World of Darkness (Classic):
Back in the early 90's, I was introduced to a couple of supernatural RPG's that I thought were interesting. I even got the main book from Werewolf: The Apocalypse for 50% off from my local book store because the front cover was torn. (Fans who remember the 1st edition, softcover will get a chuckle from this.) Between that and the 2nd edition of Vampire: The Masquerade, White Wolf had my attention. It wasn't until my friends started a Mage: The Ascension group that I actually played in the World of Darkness... and I have never regretted this first step.
The World of Darkness started with 5 core games...
This was the first game from the World of Darkness line. You are vampires descended from Caine. (Yes, this game draws from a biblical origin story.) In modern times, you either live to maintain your hold on what is left of your humanity, or you embrace that you are beyond the concept of humanity.
In Werewolf, you typically portrait a warrior of Gaia (defender of the Earth) against the corruption of the Wyrm. There are other were-creatures you can choose from as well, such as cats, spiders and crows. You fight for honor, glory and wisdom to raise yourself in Gaia's army of shape-shifters.
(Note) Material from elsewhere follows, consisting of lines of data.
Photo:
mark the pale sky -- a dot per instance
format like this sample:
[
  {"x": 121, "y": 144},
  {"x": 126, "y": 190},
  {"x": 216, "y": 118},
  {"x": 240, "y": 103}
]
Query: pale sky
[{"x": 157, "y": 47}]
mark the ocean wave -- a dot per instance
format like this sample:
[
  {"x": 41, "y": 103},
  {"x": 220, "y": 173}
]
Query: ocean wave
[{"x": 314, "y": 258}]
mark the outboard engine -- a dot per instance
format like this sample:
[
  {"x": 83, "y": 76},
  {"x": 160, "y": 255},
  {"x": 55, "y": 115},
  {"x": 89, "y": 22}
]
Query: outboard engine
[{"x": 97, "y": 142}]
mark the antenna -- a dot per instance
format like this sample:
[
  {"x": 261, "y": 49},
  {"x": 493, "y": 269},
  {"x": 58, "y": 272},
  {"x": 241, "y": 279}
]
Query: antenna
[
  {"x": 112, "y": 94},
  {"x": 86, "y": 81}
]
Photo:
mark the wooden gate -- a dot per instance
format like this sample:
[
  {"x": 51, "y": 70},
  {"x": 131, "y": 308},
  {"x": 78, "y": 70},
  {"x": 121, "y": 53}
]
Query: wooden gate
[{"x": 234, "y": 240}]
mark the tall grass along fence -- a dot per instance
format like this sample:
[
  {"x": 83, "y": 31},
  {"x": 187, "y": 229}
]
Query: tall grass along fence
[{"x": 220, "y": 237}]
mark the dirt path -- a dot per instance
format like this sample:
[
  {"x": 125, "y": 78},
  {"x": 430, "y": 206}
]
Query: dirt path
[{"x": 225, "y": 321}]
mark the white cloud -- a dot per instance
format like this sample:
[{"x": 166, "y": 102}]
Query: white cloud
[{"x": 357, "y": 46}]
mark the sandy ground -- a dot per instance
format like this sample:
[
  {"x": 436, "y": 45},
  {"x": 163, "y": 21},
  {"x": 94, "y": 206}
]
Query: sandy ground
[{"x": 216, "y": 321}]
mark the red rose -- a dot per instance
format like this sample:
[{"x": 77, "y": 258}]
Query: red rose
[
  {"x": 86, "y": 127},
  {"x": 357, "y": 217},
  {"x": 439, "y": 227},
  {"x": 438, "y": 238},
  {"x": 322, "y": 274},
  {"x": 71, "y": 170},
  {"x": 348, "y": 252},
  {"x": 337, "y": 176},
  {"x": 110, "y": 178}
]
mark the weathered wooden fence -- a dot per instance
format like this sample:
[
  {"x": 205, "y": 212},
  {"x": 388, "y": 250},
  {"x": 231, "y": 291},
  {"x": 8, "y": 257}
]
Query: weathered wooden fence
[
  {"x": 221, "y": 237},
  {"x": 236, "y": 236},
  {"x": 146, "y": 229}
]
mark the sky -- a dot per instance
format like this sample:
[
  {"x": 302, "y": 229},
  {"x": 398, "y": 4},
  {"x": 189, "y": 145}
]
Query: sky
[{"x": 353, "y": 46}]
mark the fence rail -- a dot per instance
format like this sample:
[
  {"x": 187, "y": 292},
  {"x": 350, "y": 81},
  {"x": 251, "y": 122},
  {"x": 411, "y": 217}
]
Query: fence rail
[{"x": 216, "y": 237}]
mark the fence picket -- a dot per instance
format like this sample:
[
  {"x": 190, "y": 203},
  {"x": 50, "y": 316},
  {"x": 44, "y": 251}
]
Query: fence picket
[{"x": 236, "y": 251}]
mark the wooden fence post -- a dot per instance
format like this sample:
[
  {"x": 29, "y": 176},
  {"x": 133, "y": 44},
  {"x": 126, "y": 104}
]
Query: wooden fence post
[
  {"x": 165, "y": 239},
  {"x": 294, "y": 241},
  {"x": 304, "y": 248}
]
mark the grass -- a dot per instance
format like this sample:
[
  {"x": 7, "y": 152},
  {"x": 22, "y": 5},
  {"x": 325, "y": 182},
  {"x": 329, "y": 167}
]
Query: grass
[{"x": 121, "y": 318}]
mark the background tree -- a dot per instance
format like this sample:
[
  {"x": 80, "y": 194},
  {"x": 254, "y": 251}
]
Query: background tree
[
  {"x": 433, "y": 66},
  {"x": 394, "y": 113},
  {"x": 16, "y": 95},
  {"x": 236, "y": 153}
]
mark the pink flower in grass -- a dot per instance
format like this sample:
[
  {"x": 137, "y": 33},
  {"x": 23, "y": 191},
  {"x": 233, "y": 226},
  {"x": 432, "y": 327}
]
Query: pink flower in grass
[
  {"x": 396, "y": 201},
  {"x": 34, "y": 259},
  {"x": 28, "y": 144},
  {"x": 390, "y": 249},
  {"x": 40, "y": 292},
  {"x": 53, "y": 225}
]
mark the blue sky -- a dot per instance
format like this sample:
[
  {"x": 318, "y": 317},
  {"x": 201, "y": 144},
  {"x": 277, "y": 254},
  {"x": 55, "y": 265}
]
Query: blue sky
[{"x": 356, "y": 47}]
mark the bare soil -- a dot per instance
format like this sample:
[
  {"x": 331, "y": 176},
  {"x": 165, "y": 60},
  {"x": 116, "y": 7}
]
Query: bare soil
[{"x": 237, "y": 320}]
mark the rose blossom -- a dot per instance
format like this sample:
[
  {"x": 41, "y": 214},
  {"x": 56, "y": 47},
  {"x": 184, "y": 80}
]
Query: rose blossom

An inner power has awoken inside of you, but there are those who would either exploit your power or kill you for it. Mage is probably the best game in the World of Darkness if you want a player vs. "The Man" game as you try to keep yourself safe from a government group known as The Technocracy.
Death is not the end, but just a new beginning. Something is keeping you from the afterlife that is promised after you die, and this ties you the world you once knew. Your new home, known as the Shadowlands, is a dark image of the world you once knew. You seek your redemption while others would seek to keep you where you are or use you as something else.
Faeries from childhood stories are real, and they have been living amongst you without your knowledge. Better yet, you've also started to understand that you're one of them. Fueled by creativity and imagination, Changelings are hidden from the real world but still need to work within it. Be careful not to stray down the wrong path and get stuck in the world fueled by banality lest you lose your Fae self.
And then came the additions to provide a little flavor to the World of Darkness...
Not quite the same of the traditional vampires we're aware of. Asia has its own spin of vampires, spirits and shape-shifters, and it all started here.
With all these supernatural creatures running wild in the World of Darkness, there has to be a group of people who can offset them. Where each of the individual games have their counterpart (perceived "good vs. evil"), the Hunters are out to cleanse the world. Armed with powers and abilities of their own, Hunters don't see themselves as part of the problem but rather as the ultimate solution.
In the 1st edition of Vampire: The Masquerade, we're introduced to Mummies. Now, here they are expanded with a ton of extra powers and abilities that will overpower just about any group. If a Mummies body dies, no worries. The spirit moves on to the Shadowlands until the body is repaired.
If having Mummies weren't overpowering enough for your game, you can add a healthy dose of "evil" to your games. Even though I have some of the books for this game in my collection, I have yet to actually participate in a Demon game.
To add a little extra flavor to the original line of games, White Wolf also published a Dark Ages series that included Vampire, Werewolf, Mage, Fae and Inquisitor. These are great for the World of Darkness feel in a less modern time frame. I think these were created in light of the favorable response to Vampire: The Dark Ages.
There were a few off-shoots that were published but never that popular. Vampire: The Victorian Age (set in the late 19th century), Werewolf: The Wild West (set in the 19th century), Mage: The Sorcerer's Crusade (set in the late 15th century) and Wraith: The Great War (set during and immediately after World War I).
Other than Demon, I have either played or ran games and.or characters
from every single game in the World of Darkness. This is perhaps my
favorite of all systems. It's easy to learn and each individual game
within the system has a well thought out back story.